Community relations seems to be gaining as the preferred term among an increasing number of non-profit organizations, especially those with human services missions. Other non-profits, including some political action committees prefer the term constituent relations.
Will public relations ultimately be called something else?
That remains to be seen. Today's popular terms could disappear just as other naming fads have done, or one of them could take root and become the new identifier of the field. Or, some totally unexpected name could yet emerge.
And, what shall future generations call the people who perform these functions? Some organizations already call their public relations staff members constituent advocates. Apple Computer, a company once widely known for its quirky job titles, called the head of its public relations unit the Chief Story Teller, and Chris Holten-Hempel, the co-founder of SparkPR, a Silicon Valley public relations firm that specializes in working with high-tech start-up companies, has the title Chief Detonator on her office door and her business card.
It will be interesting to watch and see what names finally emerge. But, will it really make much difference?
Some people, including Daniel Edelman, the founder of Edelman Public Relations Worldwide which is now one of the largest public relations counseling firms in the world, think the name of the field is very important.

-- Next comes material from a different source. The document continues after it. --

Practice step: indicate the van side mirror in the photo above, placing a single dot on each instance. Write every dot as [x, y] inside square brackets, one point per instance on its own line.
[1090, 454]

- In late 1997 when Edelman was being inducted into the Arthur Page Society Hall of Fame for public relations practitioners, he decried "the infrequent use of the words public relations in titles and in the names of the top firms." At that time, he pointed out that only 2 of the top 10, and only 6 of the top 50, public relations firms actually had the term "public relations" as part of their company name.
- "How," he asked, "can we reinforce, defend, advance and project the importance and major role of public relations if the leadership ... doesn't carry the term public relations on its business card, its letterhead, and in any public references?"
- He concluded by saying, "I am convinced our mission is to perform in such a way that we bring honor and respect to the term public relations rather than discarding it."
Others are less concerned about the name that's applied to the field. They believe that what public relations practitioners do is far more important than what they're called. They would probably agree with Shakespeare's observation: "What's in a name? That which we call a rose, by any other name would smell as sweet."